A standard curve from 0 to 600 nM DiFMU in artificial seawater was generated and used to calculate the rate of DiFMUP hydrolysis.  Rates were divided by the number of G. huxleyi cells collected on the filter to obtain a rate per cell for each treatment and replicate.

- Loaded data from "APA_CCMP371_BCO_DMO.xlsx" (sheet 1), treating empty strings and "nd" as missing values
- Renamed column "G. huxleyi_ID" to "G_huxleyi_ID"
- Set column types: "APA_nmolP_cell_hour" as number with scientific notation output format, "Experimental_Treatment" as string, "G_huxleyi_ID" as string, and "Replicate" as integer
- Output written to "998945_v1_G_huxleyi_CCMP371_alkaline_phosphatase_activity.csv"

NSF Award Abstract:
Emiliania huxleyi is a numerically and ecologically important phytoplankton species in the ocean known for its cosmopolitan distribution and ability to form large blooms in coastal and open ocean regions. Studies of E. huxleyi variants in culture have found differences in growth, function and activity potential among them. The E. huxleyi variants also differ in some of the genes they carry. It has been hypothesized that this genomic variability may underlie the global success of this phytoplankton species by allowing adaptation of variants to diverse environments. Yet, the direct connection between genomic content and ecological success remains unclear. This project investigates how the conserved and variable portions of E. huxleyi genome may be connected to its success and its dynamics under varied environmental conditions. This work is critical to our understanding of how this important phytoplankton species may shift and respond to future changes. This project also supports the development of a series of hands-on activities designed to teach middle school students advance computational data analysis in ocean science. These activities are in collaboration with the Girls Who Code Club at the Our Sisters School, a tuition-free, non-sectarian, independent school for girls from low-income families, located in New Bedford, MA.
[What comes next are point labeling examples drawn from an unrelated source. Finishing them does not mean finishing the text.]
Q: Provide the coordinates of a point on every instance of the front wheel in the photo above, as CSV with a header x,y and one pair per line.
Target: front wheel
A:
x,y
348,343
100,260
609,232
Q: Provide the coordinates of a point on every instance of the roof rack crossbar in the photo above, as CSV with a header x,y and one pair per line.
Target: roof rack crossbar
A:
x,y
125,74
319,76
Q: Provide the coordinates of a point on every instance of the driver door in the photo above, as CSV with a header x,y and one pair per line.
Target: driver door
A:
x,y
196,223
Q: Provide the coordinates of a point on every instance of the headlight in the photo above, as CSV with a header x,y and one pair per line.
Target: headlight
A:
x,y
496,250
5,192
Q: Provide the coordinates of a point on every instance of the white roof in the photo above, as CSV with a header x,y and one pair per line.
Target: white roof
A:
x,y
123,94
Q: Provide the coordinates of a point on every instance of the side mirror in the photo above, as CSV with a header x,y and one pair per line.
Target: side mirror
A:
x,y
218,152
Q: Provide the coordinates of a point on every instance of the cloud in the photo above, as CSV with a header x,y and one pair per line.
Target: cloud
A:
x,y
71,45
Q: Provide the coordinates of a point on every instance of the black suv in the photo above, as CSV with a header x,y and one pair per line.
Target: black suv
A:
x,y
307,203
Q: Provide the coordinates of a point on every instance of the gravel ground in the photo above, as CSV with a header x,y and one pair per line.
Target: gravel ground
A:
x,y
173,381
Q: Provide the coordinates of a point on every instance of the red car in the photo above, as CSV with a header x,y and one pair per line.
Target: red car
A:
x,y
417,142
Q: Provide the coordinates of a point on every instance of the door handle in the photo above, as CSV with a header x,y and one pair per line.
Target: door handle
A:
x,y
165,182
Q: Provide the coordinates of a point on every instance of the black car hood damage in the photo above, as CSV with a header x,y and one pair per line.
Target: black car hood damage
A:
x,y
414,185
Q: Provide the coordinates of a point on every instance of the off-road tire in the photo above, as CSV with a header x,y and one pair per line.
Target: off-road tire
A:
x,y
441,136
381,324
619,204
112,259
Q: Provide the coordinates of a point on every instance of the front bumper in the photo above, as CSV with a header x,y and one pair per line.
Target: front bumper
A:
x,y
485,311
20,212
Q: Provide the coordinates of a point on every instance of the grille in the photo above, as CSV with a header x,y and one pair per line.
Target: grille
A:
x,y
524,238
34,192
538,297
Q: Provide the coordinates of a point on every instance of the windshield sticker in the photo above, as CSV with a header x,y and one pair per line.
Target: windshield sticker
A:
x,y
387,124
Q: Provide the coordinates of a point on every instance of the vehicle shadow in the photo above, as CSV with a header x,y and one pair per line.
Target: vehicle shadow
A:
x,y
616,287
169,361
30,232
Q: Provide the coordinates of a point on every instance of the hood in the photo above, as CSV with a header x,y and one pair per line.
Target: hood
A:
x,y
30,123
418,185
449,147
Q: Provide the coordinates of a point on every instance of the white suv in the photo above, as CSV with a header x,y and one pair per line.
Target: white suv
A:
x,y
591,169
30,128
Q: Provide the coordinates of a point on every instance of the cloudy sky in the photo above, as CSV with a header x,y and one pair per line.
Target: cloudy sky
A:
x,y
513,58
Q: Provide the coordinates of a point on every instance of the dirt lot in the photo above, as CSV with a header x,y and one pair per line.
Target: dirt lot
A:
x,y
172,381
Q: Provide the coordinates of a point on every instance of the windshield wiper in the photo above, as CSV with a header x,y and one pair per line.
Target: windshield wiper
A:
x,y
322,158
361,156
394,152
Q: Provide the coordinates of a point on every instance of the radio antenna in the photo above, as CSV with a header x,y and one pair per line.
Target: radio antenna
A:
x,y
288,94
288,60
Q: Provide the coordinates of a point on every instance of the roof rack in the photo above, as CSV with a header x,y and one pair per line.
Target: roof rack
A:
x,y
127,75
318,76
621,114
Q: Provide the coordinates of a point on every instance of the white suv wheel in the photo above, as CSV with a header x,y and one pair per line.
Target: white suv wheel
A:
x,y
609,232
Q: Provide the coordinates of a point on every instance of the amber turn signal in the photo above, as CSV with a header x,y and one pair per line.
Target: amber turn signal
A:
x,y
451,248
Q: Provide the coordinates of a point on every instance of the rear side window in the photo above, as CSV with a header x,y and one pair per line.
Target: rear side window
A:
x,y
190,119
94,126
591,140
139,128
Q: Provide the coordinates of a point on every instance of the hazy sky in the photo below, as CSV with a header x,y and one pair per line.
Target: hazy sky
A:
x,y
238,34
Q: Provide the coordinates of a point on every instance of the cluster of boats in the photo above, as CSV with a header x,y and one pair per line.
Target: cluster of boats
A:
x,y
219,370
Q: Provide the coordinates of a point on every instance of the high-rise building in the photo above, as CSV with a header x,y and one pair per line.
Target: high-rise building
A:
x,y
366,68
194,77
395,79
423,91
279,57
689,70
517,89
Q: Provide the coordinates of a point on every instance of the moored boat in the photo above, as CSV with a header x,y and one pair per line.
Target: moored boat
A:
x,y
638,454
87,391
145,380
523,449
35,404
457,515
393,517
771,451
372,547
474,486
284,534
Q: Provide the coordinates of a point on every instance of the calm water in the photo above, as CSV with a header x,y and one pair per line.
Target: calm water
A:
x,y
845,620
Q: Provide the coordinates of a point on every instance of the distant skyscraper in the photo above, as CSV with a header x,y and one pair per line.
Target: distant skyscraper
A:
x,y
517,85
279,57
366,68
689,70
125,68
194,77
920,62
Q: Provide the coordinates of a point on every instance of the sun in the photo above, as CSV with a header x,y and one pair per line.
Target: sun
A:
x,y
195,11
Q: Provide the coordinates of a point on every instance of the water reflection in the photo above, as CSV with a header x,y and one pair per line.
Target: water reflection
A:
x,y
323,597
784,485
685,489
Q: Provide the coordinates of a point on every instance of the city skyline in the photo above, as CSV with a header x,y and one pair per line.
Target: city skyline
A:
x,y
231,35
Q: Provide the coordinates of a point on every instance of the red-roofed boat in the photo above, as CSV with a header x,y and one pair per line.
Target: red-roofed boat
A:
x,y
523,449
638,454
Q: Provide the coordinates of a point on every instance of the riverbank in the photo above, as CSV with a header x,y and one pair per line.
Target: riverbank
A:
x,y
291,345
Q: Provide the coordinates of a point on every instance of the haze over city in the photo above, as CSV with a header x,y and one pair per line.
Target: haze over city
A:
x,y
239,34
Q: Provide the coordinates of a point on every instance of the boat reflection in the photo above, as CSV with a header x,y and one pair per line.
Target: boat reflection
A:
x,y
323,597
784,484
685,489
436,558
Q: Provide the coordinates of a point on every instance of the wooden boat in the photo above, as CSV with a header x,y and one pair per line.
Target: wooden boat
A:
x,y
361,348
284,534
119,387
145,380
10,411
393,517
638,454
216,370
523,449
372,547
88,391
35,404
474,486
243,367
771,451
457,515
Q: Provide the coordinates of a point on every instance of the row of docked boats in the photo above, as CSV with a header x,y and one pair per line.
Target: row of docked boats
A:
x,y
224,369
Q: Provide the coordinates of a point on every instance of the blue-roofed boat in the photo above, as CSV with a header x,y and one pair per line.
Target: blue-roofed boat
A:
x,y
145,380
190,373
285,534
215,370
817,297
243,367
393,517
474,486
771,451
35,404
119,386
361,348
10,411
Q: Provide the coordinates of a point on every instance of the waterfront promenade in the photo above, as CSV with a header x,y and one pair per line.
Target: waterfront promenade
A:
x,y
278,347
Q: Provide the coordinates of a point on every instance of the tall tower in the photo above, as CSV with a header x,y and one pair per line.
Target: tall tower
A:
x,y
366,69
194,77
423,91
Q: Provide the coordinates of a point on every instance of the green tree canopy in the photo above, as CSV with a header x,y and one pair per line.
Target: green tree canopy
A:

Understanding how phytoplankton diversity and phenotype are driven by changes in the environment is crucial for better predicting carbon cycle dynamics in the future ocean. While much work has investigated competition among phytoplankton species, intraspecific diversity and dynamics remain largely unknown for many eukaryotic phytoplankton. The overarching goal of this project is to define the role of the pan genome (set of variable genes) in E. huxleyi ecology and biogeography through a series of genomic analyses, computational field surveys, and laboratory-based experiments. This project is sequencing the genomes of several E. huxleyi isolates from across the global ocean and combining them with existing genome sequences to constrain the core and variable portions of the pan genome. Using this new pan genome reference database and leveraging global scale metagenomics and metatranscriptomic surveys, this project is estimating ecotype diversity of E. huxleyi across ocean regions to identify patterns of environmental selection. This project additionally focuses on identifying the physiological and transcriptional responses of a selection of sequenced strains and their responses to shifts in their nutrient environments in controlled laboratory studies. As E. huxleyi plays such a significant role in marine ecosystems and the global carbon cycle it is important that its pan genome and its impact on the biogeography and ecology of E. huxleyi is taken into consideration. It is likely that these dynamics are acutely important to predicting how this genus, and perhaps others, respond to changing environmental conditions in the future ocean.

This award reflects NSF's statutory mission and has been deemed worthy of support through evaluation using the Foundation's intellectual merit and broader impacts review criteria.